I think I take care of everything, but I still got WA
here is my code:
Code: Select all
#include <stdio.h>
unsigned long res=0;
calc(unsigned long n){
int i,j,sum=1;
while(n%2==0){
n=n/2;
sum*=2;
}
if (sum>1){
res+=sum;
sum=1;
}
i=3;
while(i*i<=n){
while(n%i==0){
n=n/i;
sum*=i;
}
if(sum>1) {
res+=sum;
sum=1;
}
i+=2;
}
res+=n;
if(res==n)
return 0;
return 1;
}
int main()
{
unsigned long n;
int c=0;
while(scanf("%lu",&n)&n!=0){
c++;
if(calc(n))
printf("Case %d: %lu\n",c,res);
else
printf("Case %d: %lu\n",c,n+1);
res=0;
}
return 0;
}
thanks to everyone!
Posted: Sun Jan 02, 2005 8:59 am
by shamim
On few trials, I couldn't spot any wrong output. But I am not sure about the algorithm you used, could you describe it.
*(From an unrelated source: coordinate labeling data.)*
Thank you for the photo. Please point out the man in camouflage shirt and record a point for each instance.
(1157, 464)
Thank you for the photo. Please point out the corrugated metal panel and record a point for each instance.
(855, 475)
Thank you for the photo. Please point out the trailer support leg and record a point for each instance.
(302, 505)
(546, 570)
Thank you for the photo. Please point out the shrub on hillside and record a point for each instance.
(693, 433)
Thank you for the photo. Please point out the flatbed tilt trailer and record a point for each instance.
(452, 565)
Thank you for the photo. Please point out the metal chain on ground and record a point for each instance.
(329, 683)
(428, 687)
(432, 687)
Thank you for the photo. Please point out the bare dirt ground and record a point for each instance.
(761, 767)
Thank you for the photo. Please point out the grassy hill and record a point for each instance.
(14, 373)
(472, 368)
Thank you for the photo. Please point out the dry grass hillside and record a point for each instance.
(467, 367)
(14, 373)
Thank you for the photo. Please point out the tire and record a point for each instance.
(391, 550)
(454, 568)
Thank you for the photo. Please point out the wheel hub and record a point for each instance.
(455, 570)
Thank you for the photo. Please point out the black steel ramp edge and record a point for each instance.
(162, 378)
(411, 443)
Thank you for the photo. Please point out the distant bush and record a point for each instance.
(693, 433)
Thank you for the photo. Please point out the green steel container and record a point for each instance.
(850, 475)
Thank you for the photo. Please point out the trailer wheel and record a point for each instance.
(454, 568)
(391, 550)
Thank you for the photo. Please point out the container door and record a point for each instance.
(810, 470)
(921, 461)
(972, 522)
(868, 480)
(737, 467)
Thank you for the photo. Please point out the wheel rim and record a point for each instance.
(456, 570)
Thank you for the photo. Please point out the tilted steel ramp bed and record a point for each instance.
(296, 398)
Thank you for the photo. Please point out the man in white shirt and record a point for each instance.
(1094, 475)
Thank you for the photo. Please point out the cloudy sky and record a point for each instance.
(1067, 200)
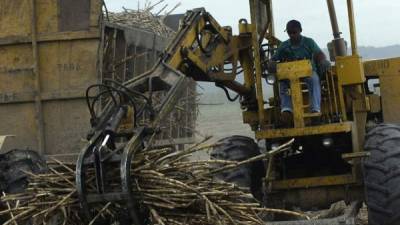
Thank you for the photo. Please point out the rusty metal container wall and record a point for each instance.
(48, 57)
(51, 54)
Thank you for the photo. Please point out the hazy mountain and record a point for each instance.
(213, 95)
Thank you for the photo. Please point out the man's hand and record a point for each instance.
(323, 67)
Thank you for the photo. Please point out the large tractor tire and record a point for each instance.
(382, 175)
(13, 179)
(239, 148)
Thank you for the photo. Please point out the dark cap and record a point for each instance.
(293, 24)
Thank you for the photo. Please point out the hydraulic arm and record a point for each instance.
(202, 50)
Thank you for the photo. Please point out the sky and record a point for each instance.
(376, 20)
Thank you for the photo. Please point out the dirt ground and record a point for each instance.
(225, 120)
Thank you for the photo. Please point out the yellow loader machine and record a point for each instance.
(351, 153)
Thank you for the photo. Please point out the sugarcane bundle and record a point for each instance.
(168, 188)
(144, 18)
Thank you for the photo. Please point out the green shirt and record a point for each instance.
(305, 50)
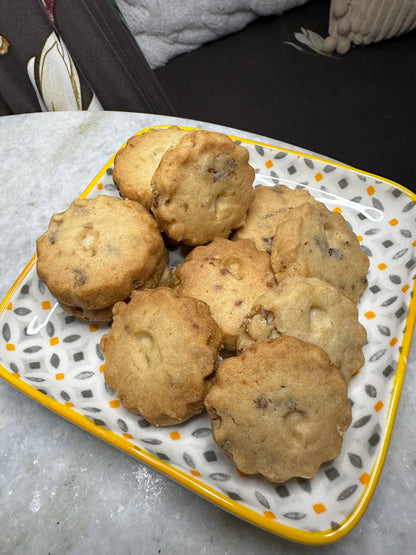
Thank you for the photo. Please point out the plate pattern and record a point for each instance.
(59, 356)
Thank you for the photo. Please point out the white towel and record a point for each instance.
(166, 28)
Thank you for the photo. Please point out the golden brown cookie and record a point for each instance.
(268, 209)
(280, 409)
(311, 310)
(229, 276)
(159, 353)
(97, 251)
(136, 162)
(202, 188)
(316, 242)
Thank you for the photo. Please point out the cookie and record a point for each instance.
(159, 353)
(136, 162)
(229, 276)
(316, 242)
(269, 207)
(311, 310)
(202, 188)
(97, 251)
(280, 409)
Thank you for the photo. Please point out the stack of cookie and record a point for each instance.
(259, 324)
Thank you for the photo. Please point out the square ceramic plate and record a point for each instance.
(55, 359)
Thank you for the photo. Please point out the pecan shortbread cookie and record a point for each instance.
(229, 276)
(316, 242)
(159, 353)
(97, 251)
(311, 310)
(269, 208)
(280, 409)
(202, 188)
(136, 162)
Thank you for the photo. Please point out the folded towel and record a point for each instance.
(166, 28)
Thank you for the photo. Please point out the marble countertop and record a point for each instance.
(64, 490)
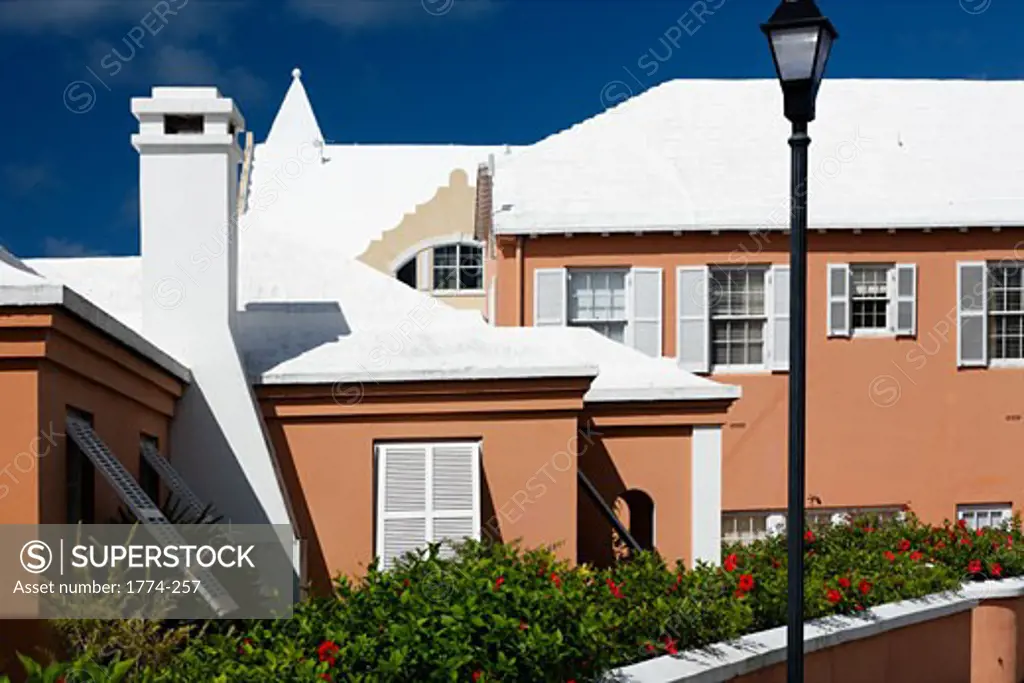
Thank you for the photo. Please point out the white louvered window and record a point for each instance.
(1006, 312)
(744, 527)
(426, 493)
(597, 300)
(738, 317)
(984, 516)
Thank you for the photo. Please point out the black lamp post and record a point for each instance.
(801, 39)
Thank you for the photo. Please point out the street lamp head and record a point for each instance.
(801, 39)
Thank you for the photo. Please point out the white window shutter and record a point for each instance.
(644, 330)
(401, 501)
(550, 301)
(972, 312)
(905, 299)
(456, 495)
(693, 345)
(839, 299)
(778, 319)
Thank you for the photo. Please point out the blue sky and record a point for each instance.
(397, 71)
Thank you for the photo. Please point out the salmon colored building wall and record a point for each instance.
(933, 651)
(325, 441)
(890, 421)
(50, 360)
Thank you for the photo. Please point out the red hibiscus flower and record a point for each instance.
(328, 651)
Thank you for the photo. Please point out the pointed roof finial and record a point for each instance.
(295, 123)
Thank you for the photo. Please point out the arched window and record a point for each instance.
(458, 267)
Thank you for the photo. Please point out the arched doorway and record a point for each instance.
(636, 510)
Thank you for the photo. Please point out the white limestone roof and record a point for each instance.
(310, 315)
(696, 155)
(24, 285)
(346, 195)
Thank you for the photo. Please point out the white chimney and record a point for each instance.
(188, 150)
(188, 161)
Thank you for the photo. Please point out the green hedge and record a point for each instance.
(495, 612)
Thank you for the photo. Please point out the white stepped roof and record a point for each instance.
(309, 314)
(694, 155)
(345, 195)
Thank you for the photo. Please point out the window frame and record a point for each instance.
(429, 514)
(1005, 509)
(592, 324)
(890, 298)
(458, 267)
(991, 315)
(765, 316)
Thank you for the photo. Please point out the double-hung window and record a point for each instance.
(738, 316)
(458, 267)
(989, 313)
(871, 299)
(983, 516)
(623, 304)
(733, 318)
(597, 300)
(426, 493)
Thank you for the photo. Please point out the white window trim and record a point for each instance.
(429, 515)
(762, 368)
(480, 291)
(1006, 510)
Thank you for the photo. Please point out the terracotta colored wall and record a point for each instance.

Posted: Sun Jan 02, 2005 10:28 am
by prince56k
input:
100
200
300
output:
Case 1: 29
Case 2: 33
Case 3: 32
Hope it helps
Posted: Tue Feb 01, 2005 7:01 am
by midra
first of all
I am so sorry...for the waiting
shamim:
the algorithm just take the input number, it factorize in primes, and for every prime it factorize it sums to the result...I mean for example
24=2^3 * 3
so there are three 2's so one of the numbers that must stay is 8 because the LCM are the common and not common factors of all the numbers
and the other is the 3
another example
1575: 3^2 * 5^2 * 7
so the numbers that have to appear to form 1575 as LCM are {9, 25,7}
so the sum must be 41
sorry but my english is so bad so it is difficult to explain what I think in english...
Now I have no time, but tomorrow I would make a better explanation of this just to the people that want some help with this problem
prince56k:
Thank you so much for this great help, tomorrow I will debug my code so it works fine...
byee and sorry again for the waiting!